Think of ETFs as yet another powerful investment tool at your disposal, alongside mutual funds and other vehicles. As just one example, ETFs could be a cost effective way to build a diversified core portfolio, combined with actively managed mutual funds that target specific outcomes or manager skills. It’s ultimately about what you hope to achieve as an investor and getting the best value for your money.
4. Aren’t these risky?
Investors often use ETFs to mitigate risks in their portfolios through diversification. However, like mutual funds, they carry similar market risks to their underlying securities so they’ll be subject to forces such as interest rate changes, geopolitics and industry trends. So when you’re thinking about risk, it’s important not to shoot the messenger. It’s also important to know that ETFs aren’t exotic instruments: They operate within a well-functioning, well-tested infrastructure with a lot of oversight.
5. Are ETFs trading vehicles or buy-and-hold investments?
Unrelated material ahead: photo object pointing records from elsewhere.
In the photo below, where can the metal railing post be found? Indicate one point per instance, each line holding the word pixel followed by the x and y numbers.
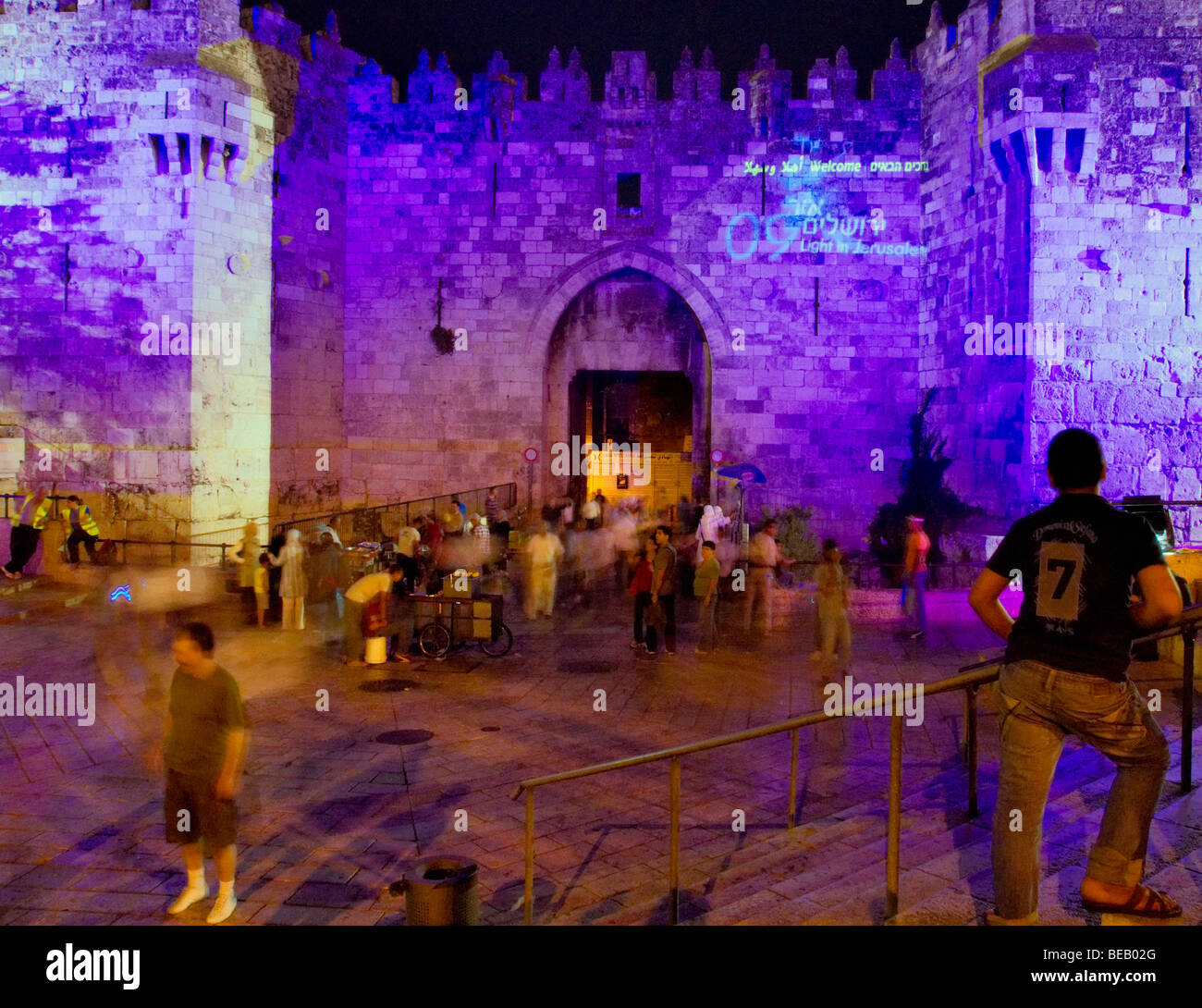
pixel 674 844
pixel 792 780
pixel 970 740
pixel 893 858
pixel 528 900
pixel 1189 643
The answer is yes. You can easily trade them in your brokerage account (and they’re sometimes available commission-free) just as you would a stock, making it easy to express a short-term market conviction. However, there might be an even stronger case for ETFs long term, namely in the cost savings, which can really compound over time. Investor behavior bears that out. According to our survey, the average holding period for ETFs is about five years; and more than a third of ETF owners have held their investments for six years or longer.Of course, the “right” way to build a portfolio depends on your particular goals. As more and more people turn to ETFs for a variety of uses, the best way to find out how they could work for you is to ask.

About the survey

The BlackRock 2016 U.S. ETF Pulse survey was conducted from September 12–26, 2016, by TNS, an independent research company. The survey interviewed over 1,000 individual investors and 400 financial advisors, from nationally representative online samples of household financial savings/investment decision makers age 21–75, with $100K+ in investable assets and aware of ETFs; and financial advisors age 21–75 with $25MM+ in assets under management.